Entre janeiro de 2016 e o primeiro mês de 2017, a Agência Nacional de Saúde Suplementar (ANS) registrou em Pernambuco uma queda de 1,9% no número de clientes de planos de saúde de assistência médica. Apesar da crise econômica, no mesmo período, cresceu 11,5% a quantidade de pessoas que contrataram serviços de assistência odontológica.

Essa tendência registrada entre clientes de planos de saúde em Pernambuco segue uma tendência nacional. Atualmente, cerca de 2,2 milhões de pernambucanos e mais de 69 milhões de brasileiros estão cadastrados em planos médicos, de acordo com dados ANS.
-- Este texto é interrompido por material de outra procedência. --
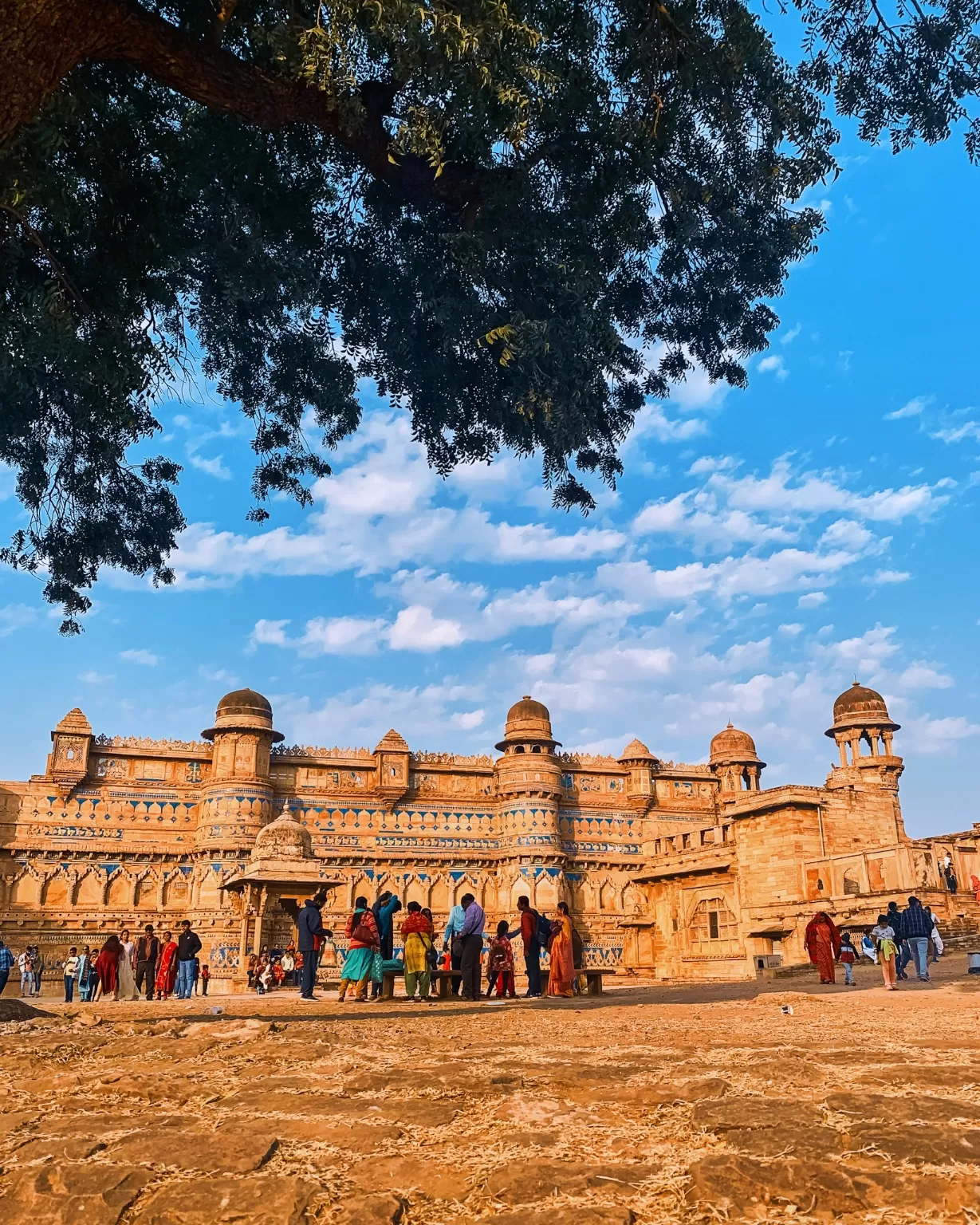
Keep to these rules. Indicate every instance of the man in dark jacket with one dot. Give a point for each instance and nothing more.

No estado, no entanto, o aumento do número de pessoas que usam os planos de dentista foi maior. No Brasil, a quantidade de clientes de planos odontológicos cresceu 4,85%, na comparação entre o primeiro mês de 2016 e 2017.

De acordo com a presidente da Federação Nacional de Saúde Suplementar (FenaSaúde), Solange Mendes, a admissão de um plano de saúde depende da situação financeira dos usuários. Segundo ela, dois fatores são essenciais para a contratação: renda e emprego. “O mercado de planos exclusivamente odontológicos aponta tendência de crescimento para o ano de 2017 devido ao preço baixo das mensalidades e por haver uma melhora acentuada na prestação desses serviços”, observou.
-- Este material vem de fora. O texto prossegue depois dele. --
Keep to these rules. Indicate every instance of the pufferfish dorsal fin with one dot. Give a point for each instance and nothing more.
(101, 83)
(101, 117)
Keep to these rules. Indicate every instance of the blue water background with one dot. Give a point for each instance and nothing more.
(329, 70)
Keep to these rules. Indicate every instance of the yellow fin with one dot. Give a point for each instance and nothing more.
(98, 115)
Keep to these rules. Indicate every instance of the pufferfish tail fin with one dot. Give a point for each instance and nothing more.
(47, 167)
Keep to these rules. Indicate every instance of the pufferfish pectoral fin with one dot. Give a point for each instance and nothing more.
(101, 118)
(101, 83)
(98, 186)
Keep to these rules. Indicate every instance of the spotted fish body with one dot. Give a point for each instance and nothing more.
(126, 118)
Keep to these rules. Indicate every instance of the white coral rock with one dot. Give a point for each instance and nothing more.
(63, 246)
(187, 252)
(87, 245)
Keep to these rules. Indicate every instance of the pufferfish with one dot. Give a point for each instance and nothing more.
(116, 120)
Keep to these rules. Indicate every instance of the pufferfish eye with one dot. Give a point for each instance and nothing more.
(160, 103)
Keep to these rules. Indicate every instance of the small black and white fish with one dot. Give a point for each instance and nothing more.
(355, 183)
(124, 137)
Em Pernambuco, essa evolução ficou evidenciada desde o fim de 2016. O crescimento registrado em contratos odontológicos foi de 2,2%, entre dezembro do ano passado e janeiro deste ano, segundo a ANS. Para a coordenadora executiva da Associação de Defesa dos Usuários de Seguros, Planos e Sistemas de Saúde em Pernambuco (Aduseps), Renê Patriota, não é possível comemorar esse aumento.

“Com os preços altos de assistências médicas gerais, os clientes acabam optando por contratar um plano apenas odontológico para não ficar sem um auxílio privado. Entretanto, com aumento da demanda, é preciso que as empresas que prestam essas assistências mantenham a qualidade. comenta.

Reflexo da diminuição de renda e do aumento do desemprego, a ANS apontou na quinta-feira (16) uma redução de 192,2 mil beneficiários em plano de assistência médica, entre dezembro de 2016 a janeiro de 2017, em todo o país. Segundo Solange Mendes, há uma maior conscientização do consumidor em relação à necessidade da promoção da saúde bucal. Por isso, houve esse crescimento.

“Para que haja recuperação do setor, é necessária a retomada das atividades econômicas, a volta das vagas formais de emprego e, consequentemente, o acesso ao plano de saúde”, declarou Mendes.